Museum's new view
The multimillion-dollar north wing will expand and redefine the Museum of Fine Arts in St. Petersburg. It opens in 2008.
By LENNIE BENNETT
Published April 17, 2006
Want a latte with that Monet?
In less than two years, visitors to the Museum of Fine Arts should be able to enjoy that amenity and more.
The much-discussed expansion of the museum has finally taken shape, shown in newly released drawings of the planned $16-million north wing by architect Yann Weymouth. The addition will feature a two-story, trapezoidal glass conservatory connecting the original Palladian-style building to a second structure with more galleries, an expanded gift shop and a cafe, opening up the museum to views of the downtown waterfront.
The design follows a movement among museums to fight their elitist image by offering visitors a more welcoming facade and a more entertaining experience once they enter. Along with larger gift shops, many museums have found that cafes and other dining facilities appeal to patrons and generate revenue.
"It's been a trend that probably started in the 1960s,'' says museum director John Schloder. "Museums used to be totally supported by small groups of wealthy patrons. That's changed. If we're going to sustain ourselves, we have to devise new models to make us vital to everyone's life."
So the Museum of Fine Arts will also have an interactive gallery stocked with computers to engage children and families.
"A really fun, hands-on gallery," Schloder says, "mostly to help people understand our permanent collection and to provide other ways of learning about art."
The wing, which will be named for longtime supporter Hazel Hough, adds 33,000 square feet to the museum, almost doubling its size. A new classroom, larger library and multipurpose rooms will occupy the second floor of the new space, along with a gallery dedicated to the museum's large collection of prints.
About 5,500 square feet on the first floor will be devoted to special exhibitions, freeing up all the current galleries for the permanent collection, about 90 percent of which now has to be stored.
"The ultimate goal," Schloder says, "is to get about 7,000 more square feet of gallery space, which will happen when we add the south wing down the road. But this new space is enough to show most of the traveling exhibitions that are out there."
Even though its purpose is to exhibit traveling shows, the wing, scheduled to open in 2008, will not feature a special exhibition for its debut.
"When you're opening a new wing," Schloder said, "you have to get the kinks out. We'll spotlight our permanent collection at first. Our first big show there will be a Durer exhibition from German collections in January 2009."
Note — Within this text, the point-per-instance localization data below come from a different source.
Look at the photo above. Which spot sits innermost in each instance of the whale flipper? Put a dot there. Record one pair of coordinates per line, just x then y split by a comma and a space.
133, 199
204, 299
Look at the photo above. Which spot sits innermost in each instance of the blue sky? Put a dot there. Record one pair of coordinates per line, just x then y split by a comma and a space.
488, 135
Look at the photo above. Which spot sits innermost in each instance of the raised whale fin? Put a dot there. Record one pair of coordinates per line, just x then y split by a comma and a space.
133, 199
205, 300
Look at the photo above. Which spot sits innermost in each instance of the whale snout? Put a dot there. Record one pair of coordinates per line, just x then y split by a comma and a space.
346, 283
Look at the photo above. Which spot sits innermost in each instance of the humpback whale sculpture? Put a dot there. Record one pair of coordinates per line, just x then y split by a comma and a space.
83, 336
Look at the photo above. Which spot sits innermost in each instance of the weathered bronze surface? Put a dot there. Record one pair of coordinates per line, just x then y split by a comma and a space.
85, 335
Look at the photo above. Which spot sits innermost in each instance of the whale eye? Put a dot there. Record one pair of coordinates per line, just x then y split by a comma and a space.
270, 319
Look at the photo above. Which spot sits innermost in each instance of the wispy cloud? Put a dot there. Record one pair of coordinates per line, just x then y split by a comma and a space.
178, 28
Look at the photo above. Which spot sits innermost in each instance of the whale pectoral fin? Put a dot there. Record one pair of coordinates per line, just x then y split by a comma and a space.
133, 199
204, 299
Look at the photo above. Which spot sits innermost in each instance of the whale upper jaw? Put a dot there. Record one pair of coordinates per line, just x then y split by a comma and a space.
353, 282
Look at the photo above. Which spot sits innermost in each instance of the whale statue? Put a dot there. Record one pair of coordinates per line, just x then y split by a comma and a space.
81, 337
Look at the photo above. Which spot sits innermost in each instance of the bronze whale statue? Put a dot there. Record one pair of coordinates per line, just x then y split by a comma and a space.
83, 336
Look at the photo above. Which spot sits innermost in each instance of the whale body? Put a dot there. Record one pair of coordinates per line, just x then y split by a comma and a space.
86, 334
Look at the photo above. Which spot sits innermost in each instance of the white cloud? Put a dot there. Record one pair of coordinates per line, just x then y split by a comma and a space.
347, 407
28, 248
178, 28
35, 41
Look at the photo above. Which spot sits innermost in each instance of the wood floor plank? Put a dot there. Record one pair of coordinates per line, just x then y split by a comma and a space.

The museum, founded by Margaret Acheson Stuart and designed by architect John Volk, opened in 1965. An auditorium and sculpture garden were added in 1971, and a second floor was built onto the north portion of the building in 1989. Neither addition altered the stately facade; a concern with further expansion was that its integrity not be violated.
"One of the great things Yann did," says Schloder, "was adapt the new building to the site. Everything is stepped back so it wouldn't compete with that grand colonnade."
Another potential controversy was that further growth would encroach on green space that the museum owns but has always been considered in the public mind as part of North Straub Park.
"There was never a question of building on that land," says Schloder. "We always planned only to build on the parking lot. We needed some parking concessions from the city once we lost that space. We're close to an agreement about that now."
The deal would probably add angled spaces along Bayshore Drive reserved for museum volunteers.
Weymouth, senior vice president of the architectural firm Hellmuth, Obata + Kassabaum Inc., is also working on the expansions of the John and Mable Ringling Museum in Sarasota and the Patricia and Phillip Frost Art Museum at Florida International Museum in Miami.
The total project cost is estimated at about $21-million and will include renovations to the existing building. Schloder says the museum will not close during construction, which he anticipates will begin next year. The museum has raised $14-million, but Schloder says he and the board of trustees won't break ground until they have $5-million more in hand.
The last big traveling show that will come to the museum before construction begins is a collection of 16th, 17th and 18th century paintings, once part of the Medici collection, from the Uffizi Gallery and Pitti Palace in Florence, Italy.